В который раз я поправляю на полу изболевшую ногу.
Сержант поднимает голову:
— Болит?
— Болит, зараза!
— Моя тоже. Днем еще терпимо, а ночью жжет, не уснуть.
— Наверно, ночью все раны сильнее болят.
— Ну, а ты думал, — соглашается сержант и после паузы сообщает: — Слушай, младшой, а твой немец, кажись, ничего.
— Кто его знает? Может, и ничего.
— Понимаешь… — Сержант сосредоточенно прикуривает от зажигалки. — Понимаешь, я было хотел его шпокнуть. Поначалу. Зол я на них, есть причина. Да гляжу — какой-то уж очень он не такой, этот Фриц. Учитель. Двое детей. Хотя бы уж буржуй какой-нибудь.
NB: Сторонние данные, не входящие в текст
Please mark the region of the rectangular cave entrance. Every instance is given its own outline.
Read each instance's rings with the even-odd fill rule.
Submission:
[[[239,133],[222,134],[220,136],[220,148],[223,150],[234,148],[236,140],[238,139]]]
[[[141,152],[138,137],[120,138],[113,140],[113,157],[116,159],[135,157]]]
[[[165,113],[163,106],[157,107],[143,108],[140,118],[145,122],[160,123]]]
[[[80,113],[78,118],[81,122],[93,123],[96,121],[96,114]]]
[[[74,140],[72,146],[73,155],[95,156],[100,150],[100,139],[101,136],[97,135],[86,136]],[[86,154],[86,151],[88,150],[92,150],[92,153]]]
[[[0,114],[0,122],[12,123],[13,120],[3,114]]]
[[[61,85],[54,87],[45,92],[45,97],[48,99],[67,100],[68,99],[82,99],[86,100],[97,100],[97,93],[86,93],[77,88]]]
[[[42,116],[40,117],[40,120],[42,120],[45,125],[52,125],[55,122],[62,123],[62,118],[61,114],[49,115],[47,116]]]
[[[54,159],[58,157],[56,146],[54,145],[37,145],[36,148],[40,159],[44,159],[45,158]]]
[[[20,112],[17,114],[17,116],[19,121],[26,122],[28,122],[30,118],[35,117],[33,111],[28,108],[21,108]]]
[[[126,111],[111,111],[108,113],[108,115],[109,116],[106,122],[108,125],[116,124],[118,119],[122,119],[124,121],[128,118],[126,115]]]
Или эсэсовец.
Я молчу. Я понимаю его злобу на немцев. Только вот думаю: очень уж легки стали у нас на суд и расправу. Ни тебе начальства, ни трибунала, так просто, за здорово живешь — шпокну! Какое самоуправство! А может, он нужен где-нибудь в штабе? Впрочем, видно, виноват и я — пленных надо доводить до места, а не отираться с ними по санитарным частям, где раненые нервные, злые. Но это уже другой разговор.
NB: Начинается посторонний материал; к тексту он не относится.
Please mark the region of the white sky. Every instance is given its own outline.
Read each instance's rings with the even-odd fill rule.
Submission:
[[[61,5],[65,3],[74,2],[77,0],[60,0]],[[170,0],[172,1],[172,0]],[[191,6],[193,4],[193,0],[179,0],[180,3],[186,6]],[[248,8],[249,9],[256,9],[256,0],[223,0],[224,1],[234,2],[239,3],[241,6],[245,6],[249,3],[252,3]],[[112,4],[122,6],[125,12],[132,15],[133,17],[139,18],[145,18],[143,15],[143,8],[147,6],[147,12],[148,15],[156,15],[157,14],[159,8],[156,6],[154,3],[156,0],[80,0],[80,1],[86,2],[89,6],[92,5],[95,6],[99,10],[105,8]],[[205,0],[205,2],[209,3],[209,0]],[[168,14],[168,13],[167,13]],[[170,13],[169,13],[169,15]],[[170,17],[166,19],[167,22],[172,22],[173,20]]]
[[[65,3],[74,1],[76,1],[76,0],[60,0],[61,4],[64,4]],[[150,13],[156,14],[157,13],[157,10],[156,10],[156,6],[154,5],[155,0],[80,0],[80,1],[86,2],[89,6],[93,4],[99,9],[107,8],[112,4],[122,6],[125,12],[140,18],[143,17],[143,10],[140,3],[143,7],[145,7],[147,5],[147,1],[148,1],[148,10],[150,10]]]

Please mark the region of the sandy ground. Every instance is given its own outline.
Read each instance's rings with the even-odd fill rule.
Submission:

— Понимаешь, третий раз не везет, — выдыхая дым, тихо говорит сержант. — Все не могу. Или, может, тюхтяй такой стал. Первый тяжелораненый попался, подняться не мог. Взял его винтовку, думаю, сейчас я тебя доконаю. Загнал патрон в патронник, а он так глянул на меня и говорит: «Данке, рус! Найн Сибир!» Ах ты, думаю, гад, Сибири боишься. Тогда живи, отведай Сибири! Не стал стрелять. Другого под Золачевом схватили. В разведке. Хотел пырнуть финкой, да не смог — молодой такой, пацан пацаном. Как наш Маковчик. Был такой в роте. Худенький, тонкий и кашляет. Ну, отвел в штаб, черт с ним, думаю. Попадется же в конце концов эсэсовец, тогда расквитаюсь.
Сержант, кряхтя, удобнее прилаживается на койке и прислушивается к грохоту какой-то машины за окном.
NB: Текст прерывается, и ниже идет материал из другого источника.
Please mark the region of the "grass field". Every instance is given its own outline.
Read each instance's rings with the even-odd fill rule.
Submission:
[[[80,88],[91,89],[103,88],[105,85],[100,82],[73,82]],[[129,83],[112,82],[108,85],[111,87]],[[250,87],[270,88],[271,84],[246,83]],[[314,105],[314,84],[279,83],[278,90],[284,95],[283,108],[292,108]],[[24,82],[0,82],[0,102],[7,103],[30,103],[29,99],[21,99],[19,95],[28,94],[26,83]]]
— Завтра эвакуируют. На месяца два теперь отдых… Перевязки. Сестра — утку! Паскудство одно. Не люблю! — отрезает он и затягивается из трофейного мундштука. Потом хмурится. — А Маковчика через неделю осколком в позвоночник. Эх! Разрази тебя в тысячу трах-тарарах!..
Он остервенело ругается пятиэтажным матом и злобно плюет в порог. Рядом поднимает голову Катя, и я удивляюсь: оказывается, она не спит — печально сидит, опершись на коленки, словно обособившаяся от всего и всех в этой хате. В ее невеселых глазах слезы. Я почти пугаюсь:
— Вы что?
Она даже не повернула головы.
— А тебе что за дело?
— Да я так. Думал…
— Отстань.
Можно и отстать, коли нет желания ответить. В самом деле, чего мне набиваться с сочувствием, как будто мне мало своих забот и своей боли? К тому же усталость берет свое, и меня снова начинает одолевать сон. До утра, видно, еще далеко…
Глава пятнадцатая
Чем ближе к вокзалу, тем все больше людей. На стоянке такси — большущая очередь, которой лихо распоряжается дежурный с красной повязкой. Запоздалые пассажиры спешат на пригородный поезд. С флегматичной неторопливостью, убивая время, по тротуару проходит комендантский патруль — двое солдат и майор. В петлицах технические эмблемы, майору на вид лет сорок пять. Да, постарел офицерский корпус, думаю я, не то что в войну. Когда-то у нас в полку самый старший офицер — начальник артвооружения — имел тридцать восемь. Командиру полка было тридцать два. Батальонами командовали двадцати-пяти-двадцативосьмилетние хлопцы. Впрочем, нам, взводным, они в то время казались почти пожилыми.
Вокзальный вестибюль гудит от народа. Суета, толчея и гомон. Слышен и плач. Действительно, у выхода на перрон плачет женщина, только ничего не видно — толпа любопытных отгораживает ее плотной стеной. Наверно, что-то случилось.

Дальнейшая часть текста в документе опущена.